Já há uns dois anos que eles brincam sozinhos no parque infantil do outro lado da rua e no quintal de casa. Por isso, a caminhada de 1,5 quilómetros não era um grande esticão.

Quando se pega em cada peça da história — um cidadão preocupado que vê dois miúdos sozinhos na rua na azáfama de Silver Spring e chama a polícia; a polícia receber o aviso e levá-lo a sério (imaginem as histórias que estaríamos a escrever agora se os miúdos tivessem estado aflitos e os polícias não lhes tivessem ligado); e leis que exigem uma investigação à Comissão da Protecção de Menores sempre que há um relato de negligência — cada uma das acções fazem algum sentido.

Os responsáveis de Montgomery afirmam que não podem comentar este caso em particular, mas adiantaram que existe uma lei contra deixar crianças sozinhas em casa sem supervisão de alguém que tenha pelo menos 13 anos. A lei, argumentam os Meitivs, não refere nada em relação às crianças estarem sozinhas no exterior.

Também é curioso que as escolas do condado garantam transporte, segundo o website, a crianças do 1.º ciclo que vivam “a mais de 1,5 quilómetros” da escola, ou que estejam sujeitas a alguma circunstância extraordinária. Então, significa isto que as escolas estão tranquilas que crianças da primária andem 1,5 quilómetros para chegar às aulas?

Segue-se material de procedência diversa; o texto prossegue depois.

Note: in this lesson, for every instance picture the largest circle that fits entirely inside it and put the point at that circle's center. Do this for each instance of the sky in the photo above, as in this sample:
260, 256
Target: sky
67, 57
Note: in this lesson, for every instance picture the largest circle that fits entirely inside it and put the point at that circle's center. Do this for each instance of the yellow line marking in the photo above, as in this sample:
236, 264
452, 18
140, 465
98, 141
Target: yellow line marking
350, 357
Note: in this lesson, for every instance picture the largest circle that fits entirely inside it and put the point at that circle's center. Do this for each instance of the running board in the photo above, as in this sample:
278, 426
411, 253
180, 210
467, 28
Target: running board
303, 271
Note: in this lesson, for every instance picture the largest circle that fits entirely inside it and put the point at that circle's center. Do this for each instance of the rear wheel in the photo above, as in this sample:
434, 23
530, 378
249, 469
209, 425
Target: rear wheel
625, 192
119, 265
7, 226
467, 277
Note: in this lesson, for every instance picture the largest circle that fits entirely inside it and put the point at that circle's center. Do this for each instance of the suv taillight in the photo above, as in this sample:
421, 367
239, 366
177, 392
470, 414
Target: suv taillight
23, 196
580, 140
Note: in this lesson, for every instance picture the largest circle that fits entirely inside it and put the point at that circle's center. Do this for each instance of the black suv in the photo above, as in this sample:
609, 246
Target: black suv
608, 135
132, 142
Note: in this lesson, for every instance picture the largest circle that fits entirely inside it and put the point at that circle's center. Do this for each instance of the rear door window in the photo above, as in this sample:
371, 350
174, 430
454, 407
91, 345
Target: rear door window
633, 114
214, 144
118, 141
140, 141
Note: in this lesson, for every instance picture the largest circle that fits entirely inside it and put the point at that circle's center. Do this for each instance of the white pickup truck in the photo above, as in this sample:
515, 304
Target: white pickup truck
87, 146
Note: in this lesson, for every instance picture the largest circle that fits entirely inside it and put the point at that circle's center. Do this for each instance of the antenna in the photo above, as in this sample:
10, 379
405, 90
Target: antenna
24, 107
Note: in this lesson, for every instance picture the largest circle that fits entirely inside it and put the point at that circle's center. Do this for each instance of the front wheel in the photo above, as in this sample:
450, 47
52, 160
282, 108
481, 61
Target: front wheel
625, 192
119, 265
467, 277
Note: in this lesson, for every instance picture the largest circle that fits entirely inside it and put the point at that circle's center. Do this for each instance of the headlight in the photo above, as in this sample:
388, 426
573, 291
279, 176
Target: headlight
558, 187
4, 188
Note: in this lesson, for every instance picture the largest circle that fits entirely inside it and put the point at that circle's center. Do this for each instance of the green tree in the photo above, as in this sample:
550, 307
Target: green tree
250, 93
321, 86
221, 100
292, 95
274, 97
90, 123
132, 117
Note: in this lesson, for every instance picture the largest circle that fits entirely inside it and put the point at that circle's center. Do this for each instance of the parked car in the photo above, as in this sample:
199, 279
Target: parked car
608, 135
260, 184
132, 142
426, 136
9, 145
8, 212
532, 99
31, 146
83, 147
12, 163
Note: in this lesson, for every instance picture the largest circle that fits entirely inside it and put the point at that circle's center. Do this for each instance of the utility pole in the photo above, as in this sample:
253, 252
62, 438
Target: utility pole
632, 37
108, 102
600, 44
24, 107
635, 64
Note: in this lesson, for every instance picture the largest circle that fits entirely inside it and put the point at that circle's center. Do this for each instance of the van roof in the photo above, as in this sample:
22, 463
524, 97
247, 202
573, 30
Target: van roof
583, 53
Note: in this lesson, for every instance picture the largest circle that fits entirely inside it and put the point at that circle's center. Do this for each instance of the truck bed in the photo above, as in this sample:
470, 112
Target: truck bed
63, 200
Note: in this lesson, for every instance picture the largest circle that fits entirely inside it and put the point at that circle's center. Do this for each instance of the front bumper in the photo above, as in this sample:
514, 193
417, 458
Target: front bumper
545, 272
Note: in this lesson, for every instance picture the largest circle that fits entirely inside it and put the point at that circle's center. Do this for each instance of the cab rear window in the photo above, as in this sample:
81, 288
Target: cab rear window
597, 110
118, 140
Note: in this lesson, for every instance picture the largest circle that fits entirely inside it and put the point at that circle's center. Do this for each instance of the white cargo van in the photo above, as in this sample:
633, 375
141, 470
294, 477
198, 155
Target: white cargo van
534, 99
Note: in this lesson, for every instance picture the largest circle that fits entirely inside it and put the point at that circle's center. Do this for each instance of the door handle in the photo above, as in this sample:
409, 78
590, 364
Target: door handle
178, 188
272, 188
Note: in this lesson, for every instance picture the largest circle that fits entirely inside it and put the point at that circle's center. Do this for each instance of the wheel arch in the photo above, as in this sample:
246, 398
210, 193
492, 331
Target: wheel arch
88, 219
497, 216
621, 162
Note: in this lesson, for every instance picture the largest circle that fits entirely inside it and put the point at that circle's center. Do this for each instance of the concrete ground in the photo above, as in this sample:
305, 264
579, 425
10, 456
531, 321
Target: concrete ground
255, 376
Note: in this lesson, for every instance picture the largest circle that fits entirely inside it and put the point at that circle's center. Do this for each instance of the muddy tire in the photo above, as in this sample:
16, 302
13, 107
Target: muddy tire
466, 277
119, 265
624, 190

Desde o incidente, a Comissão de Protecção de Menores voltou para levar os pais a assinar um “plano de segurança”, no qual prometem não deixar os filhos sem supervisão. Entrevistaram os miúdos na escola e pediram para inspeccionar a casa da família, procurando outros sinais de negligência.

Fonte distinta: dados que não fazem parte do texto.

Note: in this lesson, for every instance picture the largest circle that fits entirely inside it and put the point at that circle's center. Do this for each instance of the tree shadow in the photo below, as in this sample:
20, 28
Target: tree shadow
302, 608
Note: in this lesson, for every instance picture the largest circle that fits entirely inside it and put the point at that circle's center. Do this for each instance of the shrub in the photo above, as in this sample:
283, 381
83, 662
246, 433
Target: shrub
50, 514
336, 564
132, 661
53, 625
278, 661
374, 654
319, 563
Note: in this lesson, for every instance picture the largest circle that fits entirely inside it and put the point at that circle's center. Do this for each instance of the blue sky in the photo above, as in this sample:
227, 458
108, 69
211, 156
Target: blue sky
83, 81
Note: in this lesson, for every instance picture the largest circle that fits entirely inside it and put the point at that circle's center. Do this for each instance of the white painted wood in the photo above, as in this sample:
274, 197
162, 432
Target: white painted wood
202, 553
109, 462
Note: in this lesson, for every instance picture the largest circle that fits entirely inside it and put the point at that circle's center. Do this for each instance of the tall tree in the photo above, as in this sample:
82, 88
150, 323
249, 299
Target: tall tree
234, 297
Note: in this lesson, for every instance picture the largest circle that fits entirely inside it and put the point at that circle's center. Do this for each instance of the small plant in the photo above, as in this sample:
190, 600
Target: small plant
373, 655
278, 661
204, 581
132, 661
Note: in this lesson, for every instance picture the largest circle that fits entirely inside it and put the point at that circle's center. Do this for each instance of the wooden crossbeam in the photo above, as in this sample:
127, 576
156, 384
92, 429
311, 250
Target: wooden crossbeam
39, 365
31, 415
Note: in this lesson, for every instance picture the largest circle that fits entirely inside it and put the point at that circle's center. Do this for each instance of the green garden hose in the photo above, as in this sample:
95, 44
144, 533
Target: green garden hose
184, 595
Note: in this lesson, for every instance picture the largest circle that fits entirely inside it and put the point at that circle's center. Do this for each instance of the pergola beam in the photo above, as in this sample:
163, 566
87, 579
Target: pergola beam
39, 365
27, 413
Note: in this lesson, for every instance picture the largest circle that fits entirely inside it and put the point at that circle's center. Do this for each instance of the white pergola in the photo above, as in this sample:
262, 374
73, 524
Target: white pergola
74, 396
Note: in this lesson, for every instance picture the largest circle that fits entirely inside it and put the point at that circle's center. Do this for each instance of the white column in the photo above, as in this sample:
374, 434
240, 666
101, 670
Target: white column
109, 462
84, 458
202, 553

Tem existido um padrão nacional de atemorizar os pais que não andam de vigia em cima dos filhos. No Verão, ouvimos falar de uma mãe da Florida que foi presa por deixar a filha de sete anos ir ao parque local e de outra mãe detida porque a sua criança de nove estava a brincar no parque do bairro, na Carolina do Sul.

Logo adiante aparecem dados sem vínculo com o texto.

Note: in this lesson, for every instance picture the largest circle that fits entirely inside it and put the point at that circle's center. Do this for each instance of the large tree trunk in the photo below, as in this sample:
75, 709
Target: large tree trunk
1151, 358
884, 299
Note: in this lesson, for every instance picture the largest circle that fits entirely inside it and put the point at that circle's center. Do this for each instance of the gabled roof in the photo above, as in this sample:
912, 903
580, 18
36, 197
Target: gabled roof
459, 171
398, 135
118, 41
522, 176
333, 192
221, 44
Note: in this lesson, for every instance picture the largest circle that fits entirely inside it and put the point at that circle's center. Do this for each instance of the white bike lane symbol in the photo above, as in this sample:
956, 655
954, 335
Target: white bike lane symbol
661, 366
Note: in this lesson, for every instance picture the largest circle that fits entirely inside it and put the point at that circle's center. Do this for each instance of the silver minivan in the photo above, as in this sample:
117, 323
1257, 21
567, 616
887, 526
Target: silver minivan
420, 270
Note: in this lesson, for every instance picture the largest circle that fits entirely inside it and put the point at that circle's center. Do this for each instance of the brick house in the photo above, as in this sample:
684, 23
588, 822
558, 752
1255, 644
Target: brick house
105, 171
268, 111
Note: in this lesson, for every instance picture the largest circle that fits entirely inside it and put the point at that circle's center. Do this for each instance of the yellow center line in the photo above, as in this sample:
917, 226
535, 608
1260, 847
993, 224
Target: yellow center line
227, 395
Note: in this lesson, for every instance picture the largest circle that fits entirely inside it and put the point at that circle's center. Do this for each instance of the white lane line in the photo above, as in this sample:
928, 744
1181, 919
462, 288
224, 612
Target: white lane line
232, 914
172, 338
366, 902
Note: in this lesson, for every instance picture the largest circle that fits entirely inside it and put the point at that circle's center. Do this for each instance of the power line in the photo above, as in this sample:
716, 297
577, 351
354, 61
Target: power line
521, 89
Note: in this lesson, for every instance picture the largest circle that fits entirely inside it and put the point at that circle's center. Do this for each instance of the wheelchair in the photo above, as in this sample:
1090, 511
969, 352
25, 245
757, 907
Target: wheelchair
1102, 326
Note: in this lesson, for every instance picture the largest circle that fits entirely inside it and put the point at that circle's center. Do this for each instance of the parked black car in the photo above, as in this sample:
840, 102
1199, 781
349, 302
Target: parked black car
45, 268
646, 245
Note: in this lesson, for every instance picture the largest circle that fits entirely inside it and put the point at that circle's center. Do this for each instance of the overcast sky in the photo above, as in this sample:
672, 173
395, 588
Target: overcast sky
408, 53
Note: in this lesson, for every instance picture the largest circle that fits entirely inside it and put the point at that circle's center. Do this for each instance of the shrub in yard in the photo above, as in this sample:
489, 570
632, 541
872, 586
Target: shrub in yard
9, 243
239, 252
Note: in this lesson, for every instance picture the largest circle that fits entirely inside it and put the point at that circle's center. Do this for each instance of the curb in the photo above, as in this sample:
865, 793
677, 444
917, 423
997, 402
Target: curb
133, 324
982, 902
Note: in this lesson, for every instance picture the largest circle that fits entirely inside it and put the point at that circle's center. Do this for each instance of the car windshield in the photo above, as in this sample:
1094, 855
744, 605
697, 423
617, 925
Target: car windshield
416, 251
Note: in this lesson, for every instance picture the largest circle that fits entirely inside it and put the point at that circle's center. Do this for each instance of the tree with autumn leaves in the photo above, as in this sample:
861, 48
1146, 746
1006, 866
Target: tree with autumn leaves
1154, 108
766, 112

Não só estamos a fazer exigências irrazoáveis aos pais para que estejam com os seus filhos 24 horas por dia, como estamos a bloquear o desenvolvimento de seres humanos independentes.

O mundo de hoje é diferente, diríamos? Ah, sim, é. Desde 1993, o número de crianças com menos de 14 anos que foram assassinadas desceu 36%. Entre as crianças entre os 14 e 17 anos, os homicídios desceram 60%. Pouco mais de 1% das crianças desaparecidas são sequestradas por estranhos ou sequer conhecidos pouco próximos, segundo o Centro Nacional para as Crianças Desaparecidas e Exploradas.

Só parece mais assustador porque temos muito mais informação. São-nos oferecidas diariamente histórias de crianças desaparecidas em todo o país. Antigamente, parecia muito mais seguro porque as histórias trágicas ficavam pelos jornais e emissoras locais.

As estatísticas baixaram por sermos muito mais cautelosos? Talvez sim. Mas provavelmente não, dado o elevado número de ataques contra crianças que no passado ficavam por reportar devido ao estigma social que comportavam.

Os Meitivs deverão voltar a encontrar-se novamente com funcionários da comissão, a quem esperam fazer entender que as suas decisões têm que ver com uma filosofia de educação e não com negligência.

“Todo este medo está mal situado. O maior medo que a nossa sociedade deveria ter é o de estarmos a educar crianças que não saberão ser independentes”, comenta Danielle Metiv. “Acham que a criança independente vai aparecer como o génio saído da garrafa? É preciso tempo.”

Ela está certa. Não, nem todos os pais deixarão os filhos caminhar um quilómetro sozinhos numa rua cheia de trânsito. É um bocadinho extremo. Mas deixá-los dar pequenos passos é uma experiência humana que tem de acompanhar o nosso regresso ao bom senso.